You can spend hours trying to draw someone,
the brilliant evergreen around their pupils

Kissed by hues of brown breaking in through the retina
with particular detail to every eye lash, each distinct hair

Like a moment in life, all coming together to form the
sundress dancing around their eyelids

And the shadows, changing instantly with every
uncontrollable twitch, contoured to cream skin

Force your hand into a stutter,
and change the very mirror of perfection you had set out to create.

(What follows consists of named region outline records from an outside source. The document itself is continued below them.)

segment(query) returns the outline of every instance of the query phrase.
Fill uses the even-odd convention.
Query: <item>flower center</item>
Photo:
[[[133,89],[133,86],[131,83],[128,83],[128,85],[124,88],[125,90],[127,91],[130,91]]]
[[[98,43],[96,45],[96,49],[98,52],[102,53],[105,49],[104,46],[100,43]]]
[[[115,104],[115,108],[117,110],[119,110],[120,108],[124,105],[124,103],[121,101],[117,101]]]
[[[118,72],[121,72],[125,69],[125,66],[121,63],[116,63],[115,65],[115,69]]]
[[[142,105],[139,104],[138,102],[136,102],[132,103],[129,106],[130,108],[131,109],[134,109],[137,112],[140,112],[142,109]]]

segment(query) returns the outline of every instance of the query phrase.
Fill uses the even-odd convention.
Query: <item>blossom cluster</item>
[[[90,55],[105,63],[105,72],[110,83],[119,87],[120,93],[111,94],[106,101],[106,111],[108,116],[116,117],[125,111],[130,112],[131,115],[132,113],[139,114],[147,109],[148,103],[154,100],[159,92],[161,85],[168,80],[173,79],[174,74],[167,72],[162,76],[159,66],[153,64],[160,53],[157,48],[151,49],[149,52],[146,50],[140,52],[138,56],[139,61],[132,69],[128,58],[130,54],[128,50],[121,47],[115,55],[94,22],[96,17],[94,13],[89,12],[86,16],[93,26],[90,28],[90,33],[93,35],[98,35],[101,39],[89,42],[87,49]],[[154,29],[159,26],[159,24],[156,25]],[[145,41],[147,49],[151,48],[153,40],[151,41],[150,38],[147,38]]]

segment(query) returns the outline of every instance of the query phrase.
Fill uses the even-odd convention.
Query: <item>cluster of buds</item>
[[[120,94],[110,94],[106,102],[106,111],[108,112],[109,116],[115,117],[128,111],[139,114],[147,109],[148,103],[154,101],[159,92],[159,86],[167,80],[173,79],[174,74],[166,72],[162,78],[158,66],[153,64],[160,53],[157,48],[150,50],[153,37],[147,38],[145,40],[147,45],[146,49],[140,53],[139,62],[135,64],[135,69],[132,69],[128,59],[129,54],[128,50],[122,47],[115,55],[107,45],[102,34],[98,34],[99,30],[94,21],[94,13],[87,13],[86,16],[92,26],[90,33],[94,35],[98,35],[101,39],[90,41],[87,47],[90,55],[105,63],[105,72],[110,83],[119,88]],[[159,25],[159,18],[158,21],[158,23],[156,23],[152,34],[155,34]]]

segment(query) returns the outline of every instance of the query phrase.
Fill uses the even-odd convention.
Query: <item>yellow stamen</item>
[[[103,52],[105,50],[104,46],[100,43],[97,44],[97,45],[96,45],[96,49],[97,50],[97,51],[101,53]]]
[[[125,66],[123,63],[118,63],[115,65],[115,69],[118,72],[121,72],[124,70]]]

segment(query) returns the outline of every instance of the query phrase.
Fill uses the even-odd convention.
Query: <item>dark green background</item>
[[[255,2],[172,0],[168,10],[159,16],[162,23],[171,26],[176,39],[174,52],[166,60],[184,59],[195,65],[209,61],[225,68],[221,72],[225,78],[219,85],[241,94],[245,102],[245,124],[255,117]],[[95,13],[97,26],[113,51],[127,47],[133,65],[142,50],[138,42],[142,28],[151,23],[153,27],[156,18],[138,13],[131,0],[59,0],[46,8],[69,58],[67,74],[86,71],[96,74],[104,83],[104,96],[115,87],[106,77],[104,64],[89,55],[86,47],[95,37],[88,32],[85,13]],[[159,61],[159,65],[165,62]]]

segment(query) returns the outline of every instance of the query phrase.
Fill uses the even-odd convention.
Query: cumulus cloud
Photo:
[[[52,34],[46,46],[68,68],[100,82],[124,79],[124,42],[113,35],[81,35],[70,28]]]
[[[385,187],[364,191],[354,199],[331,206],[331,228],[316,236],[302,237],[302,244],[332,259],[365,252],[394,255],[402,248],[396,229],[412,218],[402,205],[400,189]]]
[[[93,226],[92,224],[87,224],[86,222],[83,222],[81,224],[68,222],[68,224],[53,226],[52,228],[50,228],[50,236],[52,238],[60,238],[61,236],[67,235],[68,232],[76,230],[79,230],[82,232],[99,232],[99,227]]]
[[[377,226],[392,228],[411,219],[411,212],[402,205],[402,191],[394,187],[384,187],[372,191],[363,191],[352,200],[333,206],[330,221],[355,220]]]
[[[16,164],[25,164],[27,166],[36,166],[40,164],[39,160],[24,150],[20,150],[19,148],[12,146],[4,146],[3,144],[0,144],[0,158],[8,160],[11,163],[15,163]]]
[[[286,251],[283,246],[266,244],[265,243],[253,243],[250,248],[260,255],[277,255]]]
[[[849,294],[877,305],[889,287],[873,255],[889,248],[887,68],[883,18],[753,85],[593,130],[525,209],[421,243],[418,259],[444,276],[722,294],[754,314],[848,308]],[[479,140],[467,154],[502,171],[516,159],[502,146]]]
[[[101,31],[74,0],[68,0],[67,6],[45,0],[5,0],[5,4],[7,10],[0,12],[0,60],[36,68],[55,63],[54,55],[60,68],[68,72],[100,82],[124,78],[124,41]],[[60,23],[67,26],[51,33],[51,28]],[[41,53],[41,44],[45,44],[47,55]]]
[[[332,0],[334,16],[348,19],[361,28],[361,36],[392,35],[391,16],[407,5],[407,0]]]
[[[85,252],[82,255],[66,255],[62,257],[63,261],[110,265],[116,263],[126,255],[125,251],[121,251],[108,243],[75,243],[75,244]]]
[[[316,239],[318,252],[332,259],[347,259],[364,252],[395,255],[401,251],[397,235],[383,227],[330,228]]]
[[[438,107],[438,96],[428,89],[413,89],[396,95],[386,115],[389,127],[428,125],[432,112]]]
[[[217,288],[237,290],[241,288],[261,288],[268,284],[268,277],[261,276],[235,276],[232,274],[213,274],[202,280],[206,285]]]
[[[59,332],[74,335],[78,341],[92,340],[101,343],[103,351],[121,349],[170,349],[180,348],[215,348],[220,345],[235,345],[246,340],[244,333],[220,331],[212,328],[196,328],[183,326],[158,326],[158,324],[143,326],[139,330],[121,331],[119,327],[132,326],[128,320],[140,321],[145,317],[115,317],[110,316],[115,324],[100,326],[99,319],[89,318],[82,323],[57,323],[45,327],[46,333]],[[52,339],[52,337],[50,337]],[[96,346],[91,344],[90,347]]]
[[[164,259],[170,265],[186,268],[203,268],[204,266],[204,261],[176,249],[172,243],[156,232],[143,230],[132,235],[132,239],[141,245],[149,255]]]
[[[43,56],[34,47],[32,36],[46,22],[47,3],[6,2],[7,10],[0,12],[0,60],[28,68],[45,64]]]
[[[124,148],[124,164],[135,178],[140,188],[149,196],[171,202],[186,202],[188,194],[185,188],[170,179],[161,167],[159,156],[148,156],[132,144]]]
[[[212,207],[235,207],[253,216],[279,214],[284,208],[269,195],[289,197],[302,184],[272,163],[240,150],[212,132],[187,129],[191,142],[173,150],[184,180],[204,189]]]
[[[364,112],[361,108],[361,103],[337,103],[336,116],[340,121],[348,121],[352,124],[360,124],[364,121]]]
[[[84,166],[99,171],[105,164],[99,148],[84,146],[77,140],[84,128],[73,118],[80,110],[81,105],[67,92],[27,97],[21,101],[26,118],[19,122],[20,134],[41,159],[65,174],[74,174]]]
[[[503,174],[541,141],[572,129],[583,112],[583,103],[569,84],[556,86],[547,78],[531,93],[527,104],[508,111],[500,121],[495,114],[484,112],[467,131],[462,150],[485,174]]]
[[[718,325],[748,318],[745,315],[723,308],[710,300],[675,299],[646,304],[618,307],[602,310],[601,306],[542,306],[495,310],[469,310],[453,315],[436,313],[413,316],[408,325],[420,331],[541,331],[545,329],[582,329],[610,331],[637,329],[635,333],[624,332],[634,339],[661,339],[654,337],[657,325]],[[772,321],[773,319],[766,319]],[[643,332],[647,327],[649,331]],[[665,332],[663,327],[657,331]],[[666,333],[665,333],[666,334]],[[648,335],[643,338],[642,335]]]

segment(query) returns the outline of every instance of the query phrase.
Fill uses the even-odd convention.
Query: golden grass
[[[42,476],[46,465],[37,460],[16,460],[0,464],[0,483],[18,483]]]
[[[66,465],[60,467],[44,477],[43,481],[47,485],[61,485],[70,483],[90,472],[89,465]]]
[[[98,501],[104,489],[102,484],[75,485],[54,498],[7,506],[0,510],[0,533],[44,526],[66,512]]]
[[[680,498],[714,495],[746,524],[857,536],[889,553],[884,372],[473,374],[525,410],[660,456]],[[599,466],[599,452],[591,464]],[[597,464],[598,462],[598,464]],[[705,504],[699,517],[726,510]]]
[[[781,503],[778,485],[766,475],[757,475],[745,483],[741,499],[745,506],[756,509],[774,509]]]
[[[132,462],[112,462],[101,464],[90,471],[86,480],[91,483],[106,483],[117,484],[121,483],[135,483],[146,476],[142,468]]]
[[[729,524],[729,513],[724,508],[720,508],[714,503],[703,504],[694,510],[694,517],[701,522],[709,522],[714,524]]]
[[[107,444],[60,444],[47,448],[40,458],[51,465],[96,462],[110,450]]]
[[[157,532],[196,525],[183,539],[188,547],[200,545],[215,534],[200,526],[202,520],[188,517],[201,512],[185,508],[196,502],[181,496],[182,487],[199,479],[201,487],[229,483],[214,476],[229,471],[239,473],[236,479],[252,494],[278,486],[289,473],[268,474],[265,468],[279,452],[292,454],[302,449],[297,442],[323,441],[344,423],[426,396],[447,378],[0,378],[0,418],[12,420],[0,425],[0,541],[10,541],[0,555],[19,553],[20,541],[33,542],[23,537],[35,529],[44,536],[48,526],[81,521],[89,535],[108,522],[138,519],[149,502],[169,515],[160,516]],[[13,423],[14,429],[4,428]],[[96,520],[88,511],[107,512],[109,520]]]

Undoubtedly your lips know more than your hands, having
skipped through the landscape your hands have only skimmed,

Every nerve tip a paintbrush, and every whisper
a maestro to his masterpiece, a quartet played through

The soft breaths exchanged by two canvasses,
details your fingers could never appropriate into color.

Art imitating life, down the road where two paths
converge, framing the sunset crimson.

Thursday, March 24, 2011

Cancer

I wouldn't mind a chatty Kathy,
or a negative Nancy,
I just can't stand a volatile Victoria.

Love seems to creep up on you when you least expect it,
like when you're trying to find the flowery words to a new poem.
"Googling" birds native to New York City,
just to get your mind off the fact,
that the girl you want doesn't want you.

It's funny how life gives you what you want,
only to show you the fine print after you've invested yourself.
I paid my money, coins in emotions I don't usually carry around with me,
and now I learn things will never be the way I want them.

Young love is like that.
My brain isn't fully developed yet at nineteen,
so I can't blame myself for falling for a girl who doesn't want to be more
than "close friends with benefits".

I'm pondering whether this is even a poem,
my heart telling me  to write what I know,
my mind telling me not to be so fucking blunt.
What is it about the things I can't have, having me?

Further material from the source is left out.